Wspólnota stołu jest przede wszystkim po to, aby razem z innymi nabrać oddechu, zaczerpnąć nowych sił psychicznych i duchowych.

         Taki jest także kontekst ewangelicznej przypowieści o uczcie królewskiej, która jest obrazem królestwa niebieskiego. Król zaprasza. Bóg zaprasza. Czy można odmówić? Zapewne można. Ale czy wolno? Nauka Jezusa płynąca ze wspomnianej przypowieści jest bardzo jednoznaczna. To ostrzeżenie. Kto odrzuci Boże zaproszenie, ten naraża się na życiową klęskę, albowiem „Król posłał swe wojska i kazał wytracić owych zabójców, miasto ich spalić” (Mt 22,7).
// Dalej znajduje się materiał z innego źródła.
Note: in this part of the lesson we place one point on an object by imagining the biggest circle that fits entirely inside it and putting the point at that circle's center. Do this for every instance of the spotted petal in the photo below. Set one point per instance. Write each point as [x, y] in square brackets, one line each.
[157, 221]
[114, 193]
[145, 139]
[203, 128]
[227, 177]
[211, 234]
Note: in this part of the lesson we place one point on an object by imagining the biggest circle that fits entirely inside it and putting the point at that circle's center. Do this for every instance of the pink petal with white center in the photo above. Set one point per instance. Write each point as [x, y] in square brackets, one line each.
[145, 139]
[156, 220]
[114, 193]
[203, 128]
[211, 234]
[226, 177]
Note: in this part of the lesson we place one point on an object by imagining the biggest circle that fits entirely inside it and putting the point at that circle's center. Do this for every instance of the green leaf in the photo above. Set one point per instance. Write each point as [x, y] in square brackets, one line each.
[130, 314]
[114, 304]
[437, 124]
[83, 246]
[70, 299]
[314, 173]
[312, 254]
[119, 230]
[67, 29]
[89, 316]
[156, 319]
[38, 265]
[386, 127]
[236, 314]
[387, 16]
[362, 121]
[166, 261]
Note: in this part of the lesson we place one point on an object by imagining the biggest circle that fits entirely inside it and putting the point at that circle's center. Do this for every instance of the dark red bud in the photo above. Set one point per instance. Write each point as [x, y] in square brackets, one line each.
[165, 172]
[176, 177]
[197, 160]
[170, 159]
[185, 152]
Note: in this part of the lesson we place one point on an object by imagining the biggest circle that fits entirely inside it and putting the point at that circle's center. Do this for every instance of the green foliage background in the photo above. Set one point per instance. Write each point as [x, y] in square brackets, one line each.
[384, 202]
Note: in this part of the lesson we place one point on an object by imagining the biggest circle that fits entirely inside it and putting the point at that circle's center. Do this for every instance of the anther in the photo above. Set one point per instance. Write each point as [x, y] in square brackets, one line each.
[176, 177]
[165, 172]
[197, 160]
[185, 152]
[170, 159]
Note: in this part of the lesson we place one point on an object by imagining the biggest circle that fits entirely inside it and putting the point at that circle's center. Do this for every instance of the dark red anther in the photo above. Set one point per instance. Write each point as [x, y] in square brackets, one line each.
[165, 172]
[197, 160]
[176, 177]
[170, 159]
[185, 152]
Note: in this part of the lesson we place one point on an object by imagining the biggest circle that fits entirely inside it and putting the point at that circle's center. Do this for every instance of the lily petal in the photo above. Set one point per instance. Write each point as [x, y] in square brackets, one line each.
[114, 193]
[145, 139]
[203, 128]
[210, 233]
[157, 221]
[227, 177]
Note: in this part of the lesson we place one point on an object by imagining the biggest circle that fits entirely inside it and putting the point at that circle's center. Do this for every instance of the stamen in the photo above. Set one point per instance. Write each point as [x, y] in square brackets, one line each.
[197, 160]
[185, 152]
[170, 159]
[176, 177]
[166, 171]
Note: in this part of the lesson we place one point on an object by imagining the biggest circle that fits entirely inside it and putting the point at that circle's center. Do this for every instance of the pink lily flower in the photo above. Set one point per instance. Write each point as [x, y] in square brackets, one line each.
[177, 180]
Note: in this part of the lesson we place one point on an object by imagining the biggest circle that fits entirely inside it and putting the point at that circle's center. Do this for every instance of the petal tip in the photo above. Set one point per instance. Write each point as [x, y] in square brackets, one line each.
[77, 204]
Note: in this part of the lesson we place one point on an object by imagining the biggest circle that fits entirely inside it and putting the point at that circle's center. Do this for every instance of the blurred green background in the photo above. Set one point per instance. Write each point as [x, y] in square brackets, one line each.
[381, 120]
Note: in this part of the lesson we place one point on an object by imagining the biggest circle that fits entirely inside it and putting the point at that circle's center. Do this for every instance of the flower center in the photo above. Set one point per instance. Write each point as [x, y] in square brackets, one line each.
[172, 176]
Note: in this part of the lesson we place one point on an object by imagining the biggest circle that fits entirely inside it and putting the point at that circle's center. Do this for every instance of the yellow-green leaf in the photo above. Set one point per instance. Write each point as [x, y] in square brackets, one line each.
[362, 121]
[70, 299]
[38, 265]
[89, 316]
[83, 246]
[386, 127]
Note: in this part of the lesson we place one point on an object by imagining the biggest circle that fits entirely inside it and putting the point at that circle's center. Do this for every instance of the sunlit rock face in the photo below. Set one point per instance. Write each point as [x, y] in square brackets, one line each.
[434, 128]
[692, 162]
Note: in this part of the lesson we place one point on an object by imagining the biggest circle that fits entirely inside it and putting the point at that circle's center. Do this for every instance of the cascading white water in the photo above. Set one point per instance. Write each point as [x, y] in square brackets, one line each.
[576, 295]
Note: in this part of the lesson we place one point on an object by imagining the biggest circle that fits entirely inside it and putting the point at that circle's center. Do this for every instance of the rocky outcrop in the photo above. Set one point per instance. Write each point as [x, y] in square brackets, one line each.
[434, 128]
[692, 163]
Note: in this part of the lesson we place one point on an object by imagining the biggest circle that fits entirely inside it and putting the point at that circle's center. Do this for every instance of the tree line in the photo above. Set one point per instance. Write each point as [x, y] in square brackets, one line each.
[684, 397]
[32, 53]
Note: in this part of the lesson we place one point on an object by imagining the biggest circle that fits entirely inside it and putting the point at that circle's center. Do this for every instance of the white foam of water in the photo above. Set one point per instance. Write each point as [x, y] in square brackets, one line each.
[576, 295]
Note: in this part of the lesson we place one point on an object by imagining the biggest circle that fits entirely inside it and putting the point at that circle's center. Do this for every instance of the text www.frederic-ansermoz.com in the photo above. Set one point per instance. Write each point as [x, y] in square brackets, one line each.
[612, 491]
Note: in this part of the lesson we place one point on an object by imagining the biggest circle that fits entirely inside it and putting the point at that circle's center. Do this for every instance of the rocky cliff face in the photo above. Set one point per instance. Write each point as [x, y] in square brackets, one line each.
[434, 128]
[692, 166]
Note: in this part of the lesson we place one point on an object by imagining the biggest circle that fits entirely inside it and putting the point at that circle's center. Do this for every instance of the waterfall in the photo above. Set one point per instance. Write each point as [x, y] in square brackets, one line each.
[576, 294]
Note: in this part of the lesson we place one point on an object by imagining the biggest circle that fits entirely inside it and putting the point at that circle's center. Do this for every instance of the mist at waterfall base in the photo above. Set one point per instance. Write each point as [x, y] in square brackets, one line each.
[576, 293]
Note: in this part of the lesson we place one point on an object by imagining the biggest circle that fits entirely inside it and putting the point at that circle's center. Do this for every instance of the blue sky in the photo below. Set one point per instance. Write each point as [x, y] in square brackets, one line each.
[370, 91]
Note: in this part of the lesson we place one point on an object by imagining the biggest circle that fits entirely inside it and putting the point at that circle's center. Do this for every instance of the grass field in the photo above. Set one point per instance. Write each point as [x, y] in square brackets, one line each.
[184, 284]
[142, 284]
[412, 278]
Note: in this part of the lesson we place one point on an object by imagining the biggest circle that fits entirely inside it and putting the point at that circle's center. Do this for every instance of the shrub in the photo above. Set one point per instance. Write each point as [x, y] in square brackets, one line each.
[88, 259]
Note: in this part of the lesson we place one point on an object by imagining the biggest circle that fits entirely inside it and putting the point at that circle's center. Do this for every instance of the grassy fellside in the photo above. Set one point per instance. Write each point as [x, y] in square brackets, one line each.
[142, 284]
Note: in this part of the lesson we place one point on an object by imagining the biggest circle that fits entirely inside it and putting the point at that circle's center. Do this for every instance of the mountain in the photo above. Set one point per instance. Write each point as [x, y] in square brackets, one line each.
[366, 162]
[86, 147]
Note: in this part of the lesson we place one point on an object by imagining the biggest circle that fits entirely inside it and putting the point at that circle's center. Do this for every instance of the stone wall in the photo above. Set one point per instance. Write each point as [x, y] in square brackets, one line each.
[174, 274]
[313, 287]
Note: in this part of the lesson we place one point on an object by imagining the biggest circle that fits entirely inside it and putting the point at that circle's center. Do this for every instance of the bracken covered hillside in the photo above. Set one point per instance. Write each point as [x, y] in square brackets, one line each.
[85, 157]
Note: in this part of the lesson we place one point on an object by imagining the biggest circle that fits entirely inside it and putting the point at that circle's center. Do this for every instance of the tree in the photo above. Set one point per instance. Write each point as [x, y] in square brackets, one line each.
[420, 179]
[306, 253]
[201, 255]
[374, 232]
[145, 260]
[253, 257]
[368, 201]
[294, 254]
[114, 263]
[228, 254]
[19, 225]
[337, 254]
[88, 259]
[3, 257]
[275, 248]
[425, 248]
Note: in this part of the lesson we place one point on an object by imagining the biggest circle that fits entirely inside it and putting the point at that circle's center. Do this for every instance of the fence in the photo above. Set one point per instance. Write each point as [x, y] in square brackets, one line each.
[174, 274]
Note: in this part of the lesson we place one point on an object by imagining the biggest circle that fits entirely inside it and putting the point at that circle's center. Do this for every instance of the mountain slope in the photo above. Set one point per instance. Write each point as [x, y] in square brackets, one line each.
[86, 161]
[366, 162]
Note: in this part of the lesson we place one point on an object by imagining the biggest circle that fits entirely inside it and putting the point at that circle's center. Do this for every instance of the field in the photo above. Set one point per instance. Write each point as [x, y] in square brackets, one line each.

         Owa królewska uczta to biblijny obraz uczty eucharystycznej, Mszy Świętej. Jej początku szukamy w świątecznej wieczerzy, do której zasiadł Jezus ze swymi Apostołami. Pierwsza uczta eucharystyczna, gdzie Chrystus stał się pokarmem. Co znaczy ucztować? Czy tylko zasiadać przy stole? Czy też coś więcej? Ucztować to brać udział w celebracji posiłku, spożywać przygotowane dary. Sam Chrystus – gospodarz uczty – zaprasza „Bierzcie i jedzcie, bierzcie i pijcie”. A daje Jezus na Mszy Świętej szczególny pokarm, Eucharystię, pokarm duchowy. Pokarm, który daje siłę ducha, moc w walce z przeciwnościami, siłę do pokonywania słabości i walki z grzechem, pozwala z wiarą znosić cierpienie, wnosi nadzieję na wieczną szczęśliwość. Jezusowe zaproszenie do spożywania tego szczególnego posiłku, bo On chce być z nami; więcej On chce być w nas. Ucztować nie spożywając posiłku to paradoks. To nie jest ucztowanie. Czy można brać udział we Mszy Świętej nie spożywając chleba Eucharystii? Zapewne można, choć nie jest to już pełne zasiadanie z Jezusem do stołu. To pewnego rodzaju paradoks wiary: przyjąć zaproszenie na ucztę, a do stołu nie zasiąść. To brak szacunku (więcej; pewnie brak miłości) wobec tego, kto na ucztę zaprasza. Wobec Bożego zaproszenia nie wolno pozostać obojętnym. Albowiem jest to zaproszenie do takiego ucztowania, które nie tyle zaspakaja głód fizyczny, ale jest pokarmem na życie wieczne, jest poręką naszej nadziei na wieczne ucztowanie z Bogiem w królestwie niebieskim.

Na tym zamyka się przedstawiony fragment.